C’est pourquoi celui qui se donne pour projet d’étudier le rêve, voire même caresse le fol espoir de percer certains de ses secrets, se voit dans l’obligation de retrouver l’esprit de l’homme universel, apparu à la Renaissance (au XVe siècle) : un individu qui, tel Léonard de Vinci, se donne pour ligne de conduite d’avoir des connaissances en toute chose. Ou encore, de revêtir l’habit de l’honnête homme, né à l’âge baroque (au XVIIe siècle) : un généraliste, un charmant touche-à-tout, cherchant à se donner une représentation unifiée des choses. Blaise Pascal n’affirmait-il pas qu’« il est bien plus beau de savoir quelque chose de tout que de savoir tout d’une chose » ? Cet état d’esprit, on le retrouve, enfin, chez les encyclopédistes du XVIIIe siècle, qui, autour de Diderot, n’ambitionnaient rien moins que de couvrir tous les domaines de la connaissance.
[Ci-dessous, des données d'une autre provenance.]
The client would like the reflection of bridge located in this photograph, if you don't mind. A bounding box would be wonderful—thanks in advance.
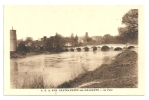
[63,45,135,51]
Une telle approche invite à tourner autour de son objet d’étude. Un tour à 360°, où chaque dimension est prise en compte. Au travers duquel le puzzle du réel, artificiellement morcelé afin de s’accorder à la pensée analytique de l’érudit (pensée dite convergente), trouve à se recomposer. Bénéfice collatéral : la juxtaposition de ces savoirs hétérogènes pousse à la créativité, incite à faire des liens, encourage l’associativité (pensée dite divergente).

À ma connaissance, le tout dernier encyclopédiste s’est éteint en 1983. Arthur Koestler, journaliste, romancier et essayiste hongrois (naturalisé anglais), a porté un regard global, original et pénétrant — qui fit souvent autorité — sur toute une série de domaines (sciences, art, créativité, politologie, occultisme… psychologie). Il a notamment décrit — et beaucoup pratiqué — le processus de bi-sociation, source de créativité : l’association d’éléments hétérogènes, provenant de niveaux distincts de la connaissance (Le cri d’Archimède, 1960).

Aux prises avec le rêve — cet obscur objet d’étude —, nous n’avons d’autres choix que de faire comme lui : multiplier les points de vue, bi-socier, oser être créatif.